Gorman didn’t have an answer. That research had never been done. But because the physical therapists were part of a research hospital, they had the resources to conduct the research themselves—and Gorman agreed to help. Spaulding and her colleagues—Debra Clooney, Angela Link, Trina Modoono, Stacey Zalanowski, and Kathryn Quaglia—also wanted to know if the FIST could be modified to work on patients with spinal injuries, on top of stroke and traumatic brain injury patients. The basic test doesn’t work for spinal cord injury patients because their ability to move depends on where the injury is on the spinal cord.

“Some people with very high up injuries don’t have full use of their arms, so some of the items on the FIST are too difficult for them,” explains Gorman. “We’re trying to tweak the test, so it works with people with various spinal cord injuries.”

Not long after Gorman released the FIST in 2010, she was invited to speak at the American Physical Therapy Association Combined Sections Meeting in San Diego.

“I was super nervous because when I saw the schedule, I realized that one of the balance researchers I’d seen all those years before was presenting right before me,” Gorman says. “This is a person I’ve admired my whole career, and I couldn’t believe I was following her presentation.”

But Gorman’s presentation was a hit. An audience member approached her afterward to compliment her work, and the two ended up partnering on some of the first research to improve the FIST. The test is similar to a poll, Gorman explains: There’s a few points wiggle room for statistical error. Gorman and the physical therapist determined the minimum change needed to statistically show patient improvement.

Gorman’s enthusiasm and eagerness to collaborate is another one of the reasons the FIST has been successful.
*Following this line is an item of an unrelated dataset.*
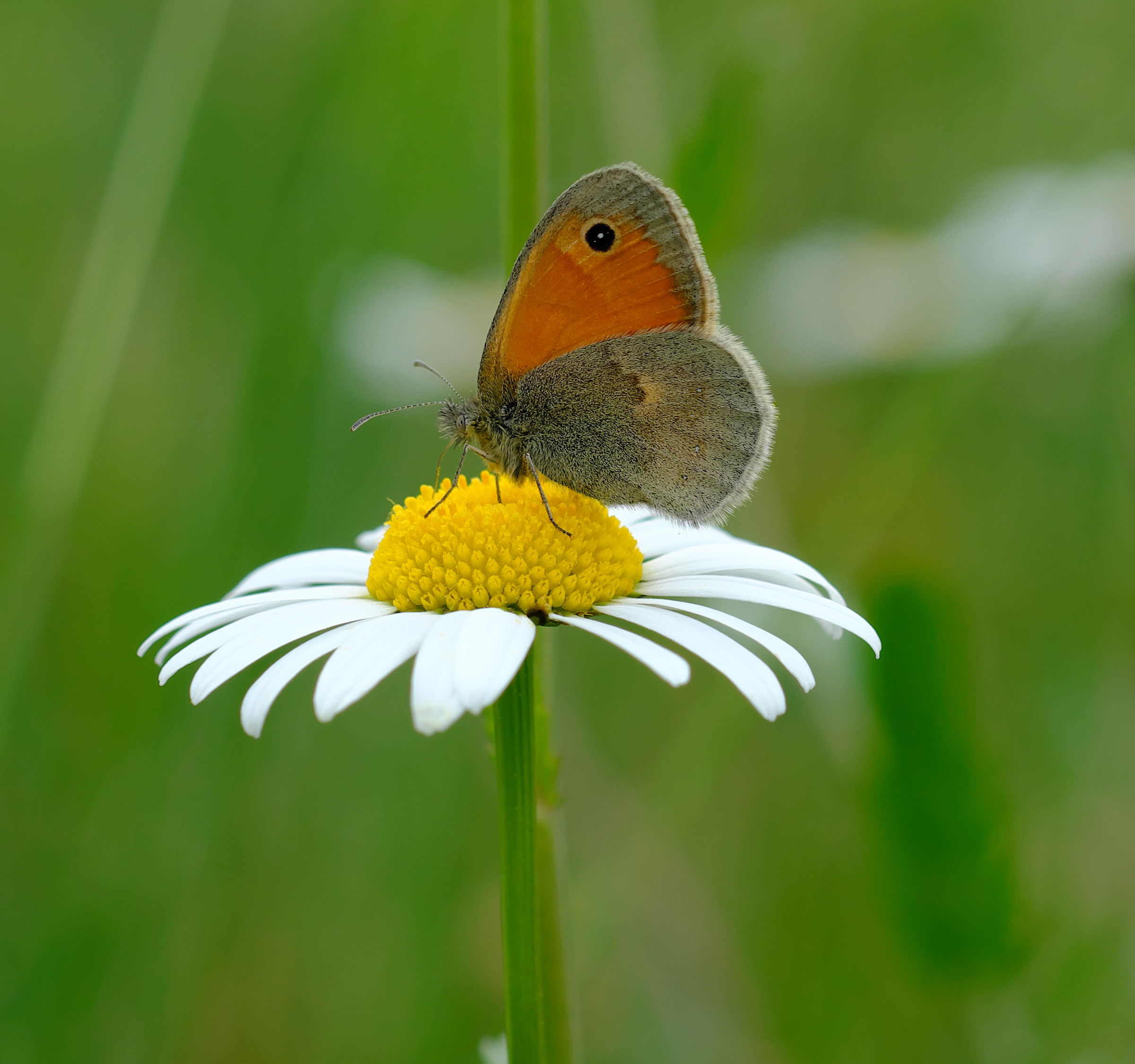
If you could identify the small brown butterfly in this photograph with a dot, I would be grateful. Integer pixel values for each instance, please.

Alumna Ramona Hignite, DPT ’05, who is now a therapy manager at the Rehabilitation Institute of Michigan in Detroit, learned about the FIST from a colleague while co-teaching a physical therapy class at the University of Michigan, Flint and reached out to Gorman with questions. She’s now working to implement the FIST at her own hospital.

“When I realized Sharon, my former professor, developed the test, it made me really proud of my program at SMU and my profession and how we can help patients,” Hignite says.

The FIST is used by hospitals from Kaiser Permanente in Northern California to Johns Hopkins in Baltimore, and has been translated into at least five languages, including Spanish and Turkish. As Gorman continues collaborating with researchers and practitioners, she sees a bright future for the FIST and the patients it helps—all thanks to a half-joking comment by her friend at a conference.